Yeah, Ivan’s right that it breaks Nuke’s scanline request system by 
bottlenecking the tree at the Average node until all upstream scanlines have 
been calculated. However, the benefits of having a "set it and forget it" 
solution in the situation we were dealing with made it worth it. Plus, you can 
always precomp or cache immediately after your average operation.

-Nathan



From: Ivan Busquets 
Sent: Thursday, September 01, 2011 11:36 AM
To: Nuke Python discussion 
Subject: Re: [Nuke-python] quickly average non-zero pixels?

  I'm sure The Foundry have their reasons for not adding one before now though, 
and I'd be curious to hear them. It could always be something as simple as no 
one really asking for it, though I suspect that's not the case.


Can't say for sure, but I assume one of the reasons could be that this is the 
kind of tool that would make a script slow. As you said you're doing in your 
plugin, you need to lock a thread first, read the whole input to average all 
pixels together, and then use the results as you wish.
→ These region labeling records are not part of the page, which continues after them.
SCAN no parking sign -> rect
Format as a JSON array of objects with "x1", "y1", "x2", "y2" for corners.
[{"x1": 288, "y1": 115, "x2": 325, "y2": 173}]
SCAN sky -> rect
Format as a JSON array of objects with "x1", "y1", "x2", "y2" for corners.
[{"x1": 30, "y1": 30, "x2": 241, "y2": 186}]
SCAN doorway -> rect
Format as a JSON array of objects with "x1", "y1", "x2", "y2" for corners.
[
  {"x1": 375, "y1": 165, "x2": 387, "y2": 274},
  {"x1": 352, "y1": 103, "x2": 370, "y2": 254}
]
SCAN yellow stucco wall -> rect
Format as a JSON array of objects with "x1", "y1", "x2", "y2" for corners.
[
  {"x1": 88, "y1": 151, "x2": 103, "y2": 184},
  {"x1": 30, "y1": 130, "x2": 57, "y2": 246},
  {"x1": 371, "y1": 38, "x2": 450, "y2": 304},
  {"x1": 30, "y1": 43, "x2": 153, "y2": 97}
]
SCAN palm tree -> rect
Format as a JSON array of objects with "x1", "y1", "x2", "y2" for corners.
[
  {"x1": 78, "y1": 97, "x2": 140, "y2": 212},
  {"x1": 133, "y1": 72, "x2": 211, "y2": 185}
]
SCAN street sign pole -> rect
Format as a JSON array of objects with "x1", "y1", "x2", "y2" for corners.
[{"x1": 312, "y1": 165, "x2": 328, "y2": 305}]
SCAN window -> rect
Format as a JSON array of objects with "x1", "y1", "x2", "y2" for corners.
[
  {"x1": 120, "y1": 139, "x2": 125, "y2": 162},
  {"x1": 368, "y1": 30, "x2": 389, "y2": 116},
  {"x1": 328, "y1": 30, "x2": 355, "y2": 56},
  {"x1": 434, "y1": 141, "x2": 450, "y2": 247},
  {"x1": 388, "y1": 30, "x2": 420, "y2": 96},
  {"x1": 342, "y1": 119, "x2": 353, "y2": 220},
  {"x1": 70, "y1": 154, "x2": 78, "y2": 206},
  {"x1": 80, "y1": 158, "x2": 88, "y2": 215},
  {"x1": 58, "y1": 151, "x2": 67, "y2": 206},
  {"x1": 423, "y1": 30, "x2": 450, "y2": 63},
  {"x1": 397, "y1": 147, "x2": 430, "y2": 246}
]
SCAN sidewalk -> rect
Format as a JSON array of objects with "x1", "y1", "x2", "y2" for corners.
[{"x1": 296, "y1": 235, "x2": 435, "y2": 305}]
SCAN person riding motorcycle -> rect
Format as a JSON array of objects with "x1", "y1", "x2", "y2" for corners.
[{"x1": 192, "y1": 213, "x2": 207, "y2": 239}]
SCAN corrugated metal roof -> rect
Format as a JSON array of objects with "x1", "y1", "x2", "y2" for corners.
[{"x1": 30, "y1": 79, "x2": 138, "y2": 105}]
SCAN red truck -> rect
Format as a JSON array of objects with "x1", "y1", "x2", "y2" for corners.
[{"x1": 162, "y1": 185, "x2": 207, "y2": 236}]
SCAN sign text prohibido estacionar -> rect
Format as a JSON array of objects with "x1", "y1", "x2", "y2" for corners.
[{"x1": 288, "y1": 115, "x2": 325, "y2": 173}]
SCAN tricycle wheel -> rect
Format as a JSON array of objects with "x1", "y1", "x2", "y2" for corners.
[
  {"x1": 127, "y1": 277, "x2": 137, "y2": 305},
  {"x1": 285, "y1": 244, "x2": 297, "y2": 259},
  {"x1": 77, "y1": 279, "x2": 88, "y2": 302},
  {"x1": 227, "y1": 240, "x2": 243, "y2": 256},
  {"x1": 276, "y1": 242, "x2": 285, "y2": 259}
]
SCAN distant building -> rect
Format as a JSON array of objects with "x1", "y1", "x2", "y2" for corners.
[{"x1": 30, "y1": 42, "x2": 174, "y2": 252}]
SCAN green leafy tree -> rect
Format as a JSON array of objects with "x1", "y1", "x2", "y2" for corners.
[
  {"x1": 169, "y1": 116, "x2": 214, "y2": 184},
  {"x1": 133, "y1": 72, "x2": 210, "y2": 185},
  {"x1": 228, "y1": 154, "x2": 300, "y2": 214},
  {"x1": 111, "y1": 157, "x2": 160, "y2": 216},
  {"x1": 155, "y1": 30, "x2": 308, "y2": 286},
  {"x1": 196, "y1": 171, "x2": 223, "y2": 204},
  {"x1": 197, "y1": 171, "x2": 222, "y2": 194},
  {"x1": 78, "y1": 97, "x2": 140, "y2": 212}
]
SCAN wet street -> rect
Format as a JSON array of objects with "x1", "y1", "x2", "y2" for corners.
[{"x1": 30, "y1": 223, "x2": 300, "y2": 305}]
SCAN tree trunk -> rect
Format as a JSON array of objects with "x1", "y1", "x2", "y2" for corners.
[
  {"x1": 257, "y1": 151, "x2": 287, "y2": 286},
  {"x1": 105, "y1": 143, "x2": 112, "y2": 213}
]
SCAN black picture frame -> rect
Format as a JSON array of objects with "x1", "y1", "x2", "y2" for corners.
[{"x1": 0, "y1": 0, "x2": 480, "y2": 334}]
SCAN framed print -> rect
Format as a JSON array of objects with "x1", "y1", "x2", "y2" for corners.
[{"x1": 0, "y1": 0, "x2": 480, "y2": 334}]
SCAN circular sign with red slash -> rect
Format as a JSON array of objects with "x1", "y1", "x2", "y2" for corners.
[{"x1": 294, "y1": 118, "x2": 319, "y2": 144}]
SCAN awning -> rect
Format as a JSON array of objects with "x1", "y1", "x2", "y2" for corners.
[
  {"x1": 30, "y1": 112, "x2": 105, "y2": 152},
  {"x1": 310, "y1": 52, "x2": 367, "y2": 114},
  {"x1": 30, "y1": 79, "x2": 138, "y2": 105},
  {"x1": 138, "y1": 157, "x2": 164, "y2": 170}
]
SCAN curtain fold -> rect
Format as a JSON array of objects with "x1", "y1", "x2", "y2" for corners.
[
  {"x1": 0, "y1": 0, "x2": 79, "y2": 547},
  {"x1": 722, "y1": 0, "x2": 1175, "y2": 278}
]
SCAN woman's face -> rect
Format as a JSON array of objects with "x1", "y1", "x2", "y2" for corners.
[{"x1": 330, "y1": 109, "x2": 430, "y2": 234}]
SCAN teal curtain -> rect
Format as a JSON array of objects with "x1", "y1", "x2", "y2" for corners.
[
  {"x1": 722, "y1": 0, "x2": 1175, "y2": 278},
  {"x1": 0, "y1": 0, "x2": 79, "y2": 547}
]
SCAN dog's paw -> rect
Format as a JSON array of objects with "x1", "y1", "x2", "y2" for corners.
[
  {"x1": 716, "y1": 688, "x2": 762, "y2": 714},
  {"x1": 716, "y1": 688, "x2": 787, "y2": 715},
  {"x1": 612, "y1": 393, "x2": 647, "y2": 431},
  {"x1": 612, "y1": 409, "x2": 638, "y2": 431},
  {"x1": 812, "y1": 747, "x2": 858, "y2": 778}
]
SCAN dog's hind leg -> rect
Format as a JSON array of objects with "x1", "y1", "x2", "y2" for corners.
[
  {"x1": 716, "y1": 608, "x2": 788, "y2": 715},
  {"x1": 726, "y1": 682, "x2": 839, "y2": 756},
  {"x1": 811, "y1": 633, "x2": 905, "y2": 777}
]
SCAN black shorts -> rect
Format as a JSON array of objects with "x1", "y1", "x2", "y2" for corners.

This breaks the nice scanline-by-scanline processing you get out of most tools, 
so at that point in the tree the whole image would need to be calculated before 
you see any further updates. I imagine the cases where you really need this to 
happen "live" are not that many, and usually analysing the whole sequence with 
a CurveTool ends up paying off cause you're hit once with the analysis process, 
but don't get the time penalty of it happening "live" in your script.

However, I agree it would be nice to have a "live" sampling tool by default, 
even if it comes with a big note about its implications in performance.

As a workaround, I usually use the same technique Hugh mentioned above. Make 
sure your image has an alpha relevant to the pixels you want to analyse, blur 
the hell out of it, and unpremult.

Just my 2 cents
Ivan


On Thu, Sep 1, 2011 at 8:30 AM, Nathan Rusch <[email protected]> wrote:

  Lev Kolobov wrote:

    I'm actually surprised too, because you can drag select area in viewer and 
will give you an average instantly. How does it work? Why the average tool is 
so complicated to do.



  The way I ended up doing it involved some work with thread locking and 
switching between single- and multi-threaded engine calls, but it was still 
fairly basic to implement. I'm sure The Foundry have their reasons for not 
adding one before now though, and I'd be curious to hear them. It could always 
be something as simple as no one really asking for it, though I suspect that's 
not the case. 


  Oliver Jezequel wrote:

    doesn't it what the curveTool node is doing already ??? have you tried that 
?
    it return you the average of your ROI in the pict.



  As far as my plugin goes, I believe it will output the same values as the 
CurveTool (thanks for reminding me though; I'll test that when I get in this 
morning). However, instead of outputting them to a knob, they end up in the 
image channels. The main reason I wrote it is to avoid having to execute a node 
every time I wanted the values recalculated. We were doing some tests of 2D HDR 
lighting of facial capture scans and needed a way to dynamically average the 
different HDR lookup samples to be multiplied against other color data.